In a newly released report Manipulative Ways, ESCR-Net member, The Democracy Center, outlines several strategies used by global corporations to dispossess local communities and take over natural resources in Latin American countries in order to maximize their own profits.

The report identifies three main strategies used by corporations to seize natural resources:

  1. Public Relations: In order to gain access to natural resources, corporations often try to spin a story to present their business operations as being beneficial to local communities by bringing prosperity and jobs. In reality, the results are usually much different and include increased impoverishment and destruction of the natural environment.
  2. Corporate Capture: In order to promote their profit seeking agenda, corporations exercise an undue influence over domestic and international decision makers and public institutions. By leveraging power over national governments, corporations are often able to influence legislation to favor their interests and operations. By charading consultations with local communities, corporations are able to create the impression that they live up to their responsibilities. Finally, by enlisting the support of the military and the police, corporations are able to ensure the repression of opposition to their projects. As a result, HRDs opposing corporations are often threatened, criminalized or even killed for their human rights work.
  3. Legal actions through international tribunals: corporations operate in a complex environment of international trade agreements. Most of these agreements are developed to protect corporate interests. Recent decades have seen an explosive increase in cases of corporations taking legal action against governments for hindering their profit making activities for instance by halting a megaproject or imposing environmental regulations. Most of these cases are taken to the International Centre for the Settlement of Investment Disputes (ICSID), which is heavily biased in favor of corporations.

The report also identifies how communities resist the growing power of corporations. By mobilizing together, communities build solidarity and political power to challenge corporations. Building effective counternarratives is a way for communities to show the actual effects of the corporate power on the ground rather than letting corporations write the story. Communities use leverage from the political and legal systems to resist corporate capture, by identifying allies among legislators or local officials as well as going to court.
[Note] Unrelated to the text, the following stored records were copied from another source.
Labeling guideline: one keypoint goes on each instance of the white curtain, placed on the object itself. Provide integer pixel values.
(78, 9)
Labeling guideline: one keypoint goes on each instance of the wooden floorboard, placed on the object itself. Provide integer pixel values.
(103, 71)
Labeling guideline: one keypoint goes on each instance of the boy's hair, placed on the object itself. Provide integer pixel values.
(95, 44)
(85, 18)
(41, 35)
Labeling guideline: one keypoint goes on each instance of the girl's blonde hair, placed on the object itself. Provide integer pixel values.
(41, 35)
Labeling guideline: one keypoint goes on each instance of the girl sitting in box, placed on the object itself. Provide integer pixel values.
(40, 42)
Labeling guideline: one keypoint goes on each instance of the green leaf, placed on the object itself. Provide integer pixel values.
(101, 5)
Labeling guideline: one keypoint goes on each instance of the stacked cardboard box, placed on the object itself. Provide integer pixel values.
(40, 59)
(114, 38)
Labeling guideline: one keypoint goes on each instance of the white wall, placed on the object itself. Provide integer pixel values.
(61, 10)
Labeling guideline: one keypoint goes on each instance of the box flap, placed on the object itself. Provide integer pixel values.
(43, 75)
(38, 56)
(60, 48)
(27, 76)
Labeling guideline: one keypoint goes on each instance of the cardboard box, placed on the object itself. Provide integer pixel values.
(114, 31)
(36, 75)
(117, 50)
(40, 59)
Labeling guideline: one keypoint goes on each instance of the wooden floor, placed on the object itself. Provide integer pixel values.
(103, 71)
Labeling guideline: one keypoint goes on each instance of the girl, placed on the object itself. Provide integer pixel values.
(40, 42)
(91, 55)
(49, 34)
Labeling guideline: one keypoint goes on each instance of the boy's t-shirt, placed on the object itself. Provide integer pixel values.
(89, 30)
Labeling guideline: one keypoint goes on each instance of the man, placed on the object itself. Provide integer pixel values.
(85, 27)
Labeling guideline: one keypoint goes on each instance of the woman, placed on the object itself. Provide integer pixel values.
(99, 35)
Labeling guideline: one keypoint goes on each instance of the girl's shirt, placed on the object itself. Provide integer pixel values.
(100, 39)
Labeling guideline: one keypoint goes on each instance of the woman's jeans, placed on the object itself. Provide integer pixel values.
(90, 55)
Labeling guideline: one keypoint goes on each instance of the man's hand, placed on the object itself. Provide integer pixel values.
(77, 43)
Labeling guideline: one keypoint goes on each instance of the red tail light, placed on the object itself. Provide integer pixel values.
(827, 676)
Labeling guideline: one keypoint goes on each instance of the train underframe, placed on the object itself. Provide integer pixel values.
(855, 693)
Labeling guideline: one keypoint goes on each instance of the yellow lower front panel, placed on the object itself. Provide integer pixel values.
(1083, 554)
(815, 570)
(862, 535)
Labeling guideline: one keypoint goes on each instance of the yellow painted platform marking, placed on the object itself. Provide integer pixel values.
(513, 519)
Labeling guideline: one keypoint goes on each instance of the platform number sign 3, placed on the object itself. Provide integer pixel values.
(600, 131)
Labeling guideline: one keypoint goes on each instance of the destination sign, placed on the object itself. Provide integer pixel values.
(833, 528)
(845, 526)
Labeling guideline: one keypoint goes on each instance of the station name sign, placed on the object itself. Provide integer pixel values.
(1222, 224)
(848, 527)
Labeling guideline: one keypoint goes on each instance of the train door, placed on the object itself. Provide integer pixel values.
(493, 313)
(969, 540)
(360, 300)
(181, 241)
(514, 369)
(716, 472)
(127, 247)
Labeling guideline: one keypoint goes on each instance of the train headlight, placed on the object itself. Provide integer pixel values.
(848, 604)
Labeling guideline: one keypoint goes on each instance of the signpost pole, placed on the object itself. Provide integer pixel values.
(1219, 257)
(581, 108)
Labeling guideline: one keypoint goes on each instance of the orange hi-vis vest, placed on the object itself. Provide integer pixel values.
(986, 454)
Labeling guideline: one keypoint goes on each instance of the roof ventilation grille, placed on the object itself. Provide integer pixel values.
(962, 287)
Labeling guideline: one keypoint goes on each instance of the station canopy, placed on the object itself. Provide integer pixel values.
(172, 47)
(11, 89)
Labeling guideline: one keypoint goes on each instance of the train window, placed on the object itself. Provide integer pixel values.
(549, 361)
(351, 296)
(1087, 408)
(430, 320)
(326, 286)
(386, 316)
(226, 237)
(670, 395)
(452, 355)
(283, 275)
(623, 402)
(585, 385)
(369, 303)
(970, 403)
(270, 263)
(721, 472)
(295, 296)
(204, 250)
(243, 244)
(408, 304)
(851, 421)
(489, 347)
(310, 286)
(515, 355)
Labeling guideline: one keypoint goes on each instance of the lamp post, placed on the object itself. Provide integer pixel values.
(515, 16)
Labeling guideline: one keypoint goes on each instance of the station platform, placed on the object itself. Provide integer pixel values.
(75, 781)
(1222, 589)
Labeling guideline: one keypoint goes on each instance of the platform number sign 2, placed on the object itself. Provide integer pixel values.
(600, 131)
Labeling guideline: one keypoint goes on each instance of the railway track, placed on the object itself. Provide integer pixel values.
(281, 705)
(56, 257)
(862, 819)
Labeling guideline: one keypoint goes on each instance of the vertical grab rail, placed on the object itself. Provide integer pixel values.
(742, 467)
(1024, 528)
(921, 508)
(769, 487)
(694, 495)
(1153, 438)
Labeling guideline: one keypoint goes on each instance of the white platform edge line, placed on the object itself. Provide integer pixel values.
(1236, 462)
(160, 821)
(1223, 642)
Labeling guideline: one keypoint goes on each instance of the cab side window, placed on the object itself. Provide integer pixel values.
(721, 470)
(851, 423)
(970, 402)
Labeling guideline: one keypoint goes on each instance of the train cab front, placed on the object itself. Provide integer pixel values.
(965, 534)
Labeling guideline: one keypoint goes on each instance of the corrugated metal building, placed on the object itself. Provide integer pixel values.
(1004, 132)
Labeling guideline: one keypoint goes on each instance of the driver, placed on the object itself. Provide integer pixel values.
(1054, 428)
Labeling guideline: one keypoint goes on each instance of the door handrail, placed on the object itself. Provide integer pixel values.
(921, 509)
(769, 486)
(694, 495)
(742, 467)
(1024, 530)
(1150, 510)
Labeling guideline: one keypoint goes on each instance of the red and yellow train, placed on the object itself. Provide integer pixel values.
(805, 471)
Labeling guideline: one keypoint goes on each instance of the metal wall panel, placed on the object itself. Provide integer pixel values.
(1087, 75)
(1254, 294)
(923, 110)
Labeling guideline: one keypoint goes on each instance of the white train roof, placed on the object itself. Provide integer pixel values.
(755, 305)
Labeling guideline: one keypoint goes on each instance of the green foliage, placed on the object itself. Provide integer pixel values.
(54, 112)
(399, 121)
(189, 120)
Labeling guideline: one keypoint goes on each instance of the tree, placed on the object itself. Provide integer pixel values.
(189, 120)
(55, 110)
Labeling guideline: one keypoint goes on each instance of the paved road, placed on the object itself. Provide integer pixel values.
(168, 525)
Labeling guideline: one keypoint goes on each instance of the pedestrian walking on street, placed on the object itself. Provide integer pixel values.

Another effective strategy has been to directly engage with decision makers within corporations, by for instance targeting their social media accounts with community demands, in order to make the cost of the corporate operations outweigh the potential gains. Finally, the report identifies global solidarity that supports local communities in strengthening their fights locally, as a key element. While affected communities take action locally against corporations, activists in the corporations’ home countries call them out on their home turf.